Rainbow vegetable biryani
3
Points®
Total time: 1 hr • Prep: 40 min • Cook: 20 min • Serves: 6 • Difficulty: Easy
Biryani is an Indian mixed rice dish full of vibrant aromas and flavours—it will make your kitchen smell heavenly. Jasmine rice, spices, squash, and chickpeas make it a hearty option for both vegetarians and meat eaters alike.


Ingredients
Calorie controlled cooking spray
4 spray(s)
Cardamom Pods
1 teaspoon(s)
Cumin seeds
½ teaspoon(s), level
Coriander seeds
½ teaspoon(s)
Fragrant jasmine rice
120 g, dry
Extra virgin olive oil
1 teaspoon(s)
Turmeric
½ teaspoon(s)
Ground Cinnamon
1 pinch
Salt
½ teaspoon(s)
Flaked almonds
20 g
Onion
1 large, sliced
Kale, raw
40 g, roughly chopped
Chickpeas, cooked
1 can(s), large, drained
Cauliflower, Raw
100 g, small florets
Butternut Squash
140 g, diced
Garlic
1 clove(s), crushed
Root Ginger
1 teaspoon(s), finely chopped
Cayenne Pepper
1 g, pinch
Coriander, fresh
1 tablespoon(s), roughly chopped
Raisins
20 g, golden, chopped
0% fat natural Greek yogurt
60 g
Instructions
1
Toast the cardamom pods, cumin seeds, and coriander seeds in a small pan over a medium-low heat, shaking the pan back and forth for 1-2 minutes, until fragrant; transfer to a plate.
2
In a medium saucepan with a lid, heat the oil over a medium heat, then add the rice. Stir in the turmeric, salt, cinnamon and half the toasted cardamom and seeds.
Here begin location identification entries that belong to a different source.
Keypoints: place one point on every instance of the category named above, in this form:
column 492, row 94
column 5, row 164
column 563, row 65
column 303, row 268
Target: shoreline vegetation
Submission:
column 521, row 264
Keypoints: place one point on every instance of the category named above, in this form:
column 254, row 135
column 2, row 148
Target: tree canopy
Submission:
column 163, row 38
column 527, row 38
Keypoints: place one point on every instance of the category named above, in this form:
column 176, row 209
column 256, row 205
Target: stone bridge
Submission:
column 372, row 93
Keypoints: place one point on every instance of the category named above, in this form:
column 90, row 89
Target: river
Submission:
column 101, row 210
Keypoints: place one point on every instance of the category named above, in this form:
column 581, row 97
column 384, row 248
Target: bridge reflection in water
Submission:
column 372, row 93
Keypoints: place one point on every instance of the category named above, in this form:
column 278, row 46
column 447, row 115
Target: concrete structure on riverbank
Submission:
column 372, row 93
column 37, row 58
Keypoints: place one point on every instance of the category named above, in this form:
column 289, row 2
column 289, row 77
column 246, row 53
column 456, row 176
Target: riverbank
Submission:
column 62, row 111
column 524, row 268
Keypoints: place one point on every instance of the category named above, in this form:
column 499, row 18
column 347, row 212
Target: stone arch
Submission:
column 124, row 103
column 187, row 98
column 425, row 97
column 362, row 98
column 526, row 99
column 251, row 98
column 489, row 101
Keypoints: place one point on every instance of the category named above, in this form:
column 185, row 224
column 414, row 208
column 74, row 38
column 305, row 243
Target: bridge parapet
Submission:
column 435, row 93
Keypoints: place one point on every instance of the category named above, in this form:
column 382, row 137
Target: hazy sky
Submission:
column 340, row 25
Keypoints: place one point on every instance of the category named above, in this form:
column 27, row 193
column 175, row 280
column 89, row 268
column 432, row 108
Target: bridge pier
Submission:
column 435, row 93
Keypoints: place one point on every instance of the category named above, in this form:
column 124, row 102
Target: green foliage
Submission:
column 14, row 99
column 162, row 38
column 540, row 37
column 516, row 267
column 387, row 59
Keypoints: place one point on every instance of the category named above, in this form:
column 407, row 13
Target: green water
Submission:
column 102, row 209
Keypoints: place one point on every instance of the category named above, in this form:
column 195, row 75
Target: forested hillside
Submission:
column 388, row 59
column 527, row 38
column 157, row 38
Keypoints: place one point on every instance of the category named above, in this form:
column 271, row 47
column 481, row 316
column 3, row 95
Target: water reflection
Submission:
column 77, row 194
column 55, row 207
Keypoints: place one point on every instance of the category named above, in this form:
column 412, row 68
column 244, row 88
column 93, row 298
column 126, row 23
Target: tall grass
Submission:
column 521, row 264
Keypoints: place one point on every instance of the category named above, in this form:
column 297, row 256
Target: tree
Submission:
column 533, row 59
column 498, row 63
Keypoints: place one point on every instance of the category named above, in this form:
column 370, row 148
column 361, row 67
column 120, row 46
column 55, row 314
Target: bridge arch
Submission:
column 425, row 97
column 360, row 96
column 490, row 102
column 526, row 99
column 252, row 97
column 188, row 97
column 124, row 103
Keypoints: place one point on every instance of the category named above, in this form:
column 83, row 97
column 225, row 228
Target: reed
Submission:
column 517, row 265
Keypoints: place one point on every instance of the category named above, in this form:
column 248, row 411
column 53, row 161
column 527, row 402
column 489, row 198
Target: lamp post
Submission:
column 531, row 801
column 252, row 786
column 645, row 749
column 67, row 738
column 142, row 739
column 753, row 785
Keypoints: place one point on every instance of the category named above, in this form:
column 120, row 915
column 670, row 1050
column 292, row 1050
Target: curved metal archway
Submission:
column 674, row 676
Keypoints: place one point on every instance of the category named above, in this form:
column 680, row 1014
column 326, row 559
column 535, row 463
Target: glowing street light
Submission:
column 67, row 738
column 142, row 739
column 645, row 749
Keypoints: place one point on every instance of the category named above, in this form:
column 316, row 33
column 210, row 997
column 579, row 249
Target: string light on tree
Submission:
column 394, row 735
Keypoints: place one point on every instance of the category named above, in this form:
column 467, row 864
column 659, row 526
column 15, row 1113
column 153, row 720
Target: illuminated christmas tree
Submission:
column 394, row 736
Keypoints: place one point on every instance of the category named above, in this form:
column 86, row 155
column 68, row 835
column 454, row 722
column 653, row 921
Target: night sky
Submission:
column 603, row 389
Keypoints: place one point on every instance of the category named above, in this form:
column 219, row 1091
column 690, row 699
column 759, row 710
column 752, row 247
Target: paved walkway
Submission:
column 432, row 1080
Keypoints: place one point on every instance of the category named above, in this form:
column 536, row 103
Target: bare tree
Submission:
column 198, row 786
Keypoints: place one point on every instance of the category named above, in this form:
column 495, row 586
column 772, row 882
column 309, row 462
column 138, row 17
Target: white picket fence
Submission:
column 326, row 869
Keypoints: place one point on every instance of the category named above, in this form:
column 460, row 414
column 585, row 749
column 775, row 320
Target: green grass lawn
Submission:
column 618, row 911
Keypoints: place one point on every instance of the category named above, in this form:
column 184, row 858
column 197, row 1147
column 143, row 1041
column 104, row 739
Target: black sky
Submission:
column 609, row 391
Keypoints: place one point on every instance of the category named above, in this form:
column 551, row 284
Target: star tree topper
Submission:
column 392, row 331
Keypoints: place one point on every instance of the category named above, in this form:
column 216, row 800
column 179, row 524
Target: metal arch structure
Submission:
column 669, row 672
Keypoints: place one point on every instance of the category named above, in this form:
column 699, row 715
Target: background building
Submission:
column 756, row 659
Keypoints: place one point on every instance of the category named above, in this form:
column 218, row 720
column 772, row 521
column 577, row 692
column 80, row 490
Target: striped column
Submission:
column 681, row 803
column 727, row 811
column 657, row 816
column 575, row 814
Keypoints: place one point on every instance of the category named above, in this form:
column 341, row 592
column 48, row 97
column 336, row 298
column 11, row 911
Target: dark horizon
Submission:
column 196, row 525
Add 300ml water and bring to a boil, once boiling reduce heat to low and cover with a lid. Cook for 15 mins, then remove from the heat and set aside (still covered) for another 10 mins.
3
Whilst the rice is cooking, heat the almonds in a small pan over a medium-low heat, for 4-5 minutes or until lightly golden. Remove from heat and set aside to cool.
4
Heat a large nonstick wok or frying pan over a medium-high heat. Mist with cooking spray and stir-fry the onion for 2-3 minutes or until just tender. Add the kale, chickpeas, cauliflower, squash, garlic, ginger, a pinch of salt, cayenne, and remaining cardamom and seeds; cook, stirring for 1 minute. Add 180ml water, increase the heat to high and cook, covered for 5 minutes. Uncover and cook, stirring for 2 minutes or until the vegetables are tender, and water is mostly evaporated.
5
Fluff the rice with a fork and then add to the vegetables; gently fold to combine. Sprinkle with the raisins, coriander and almonds; serve warm with a dollop of yogurt.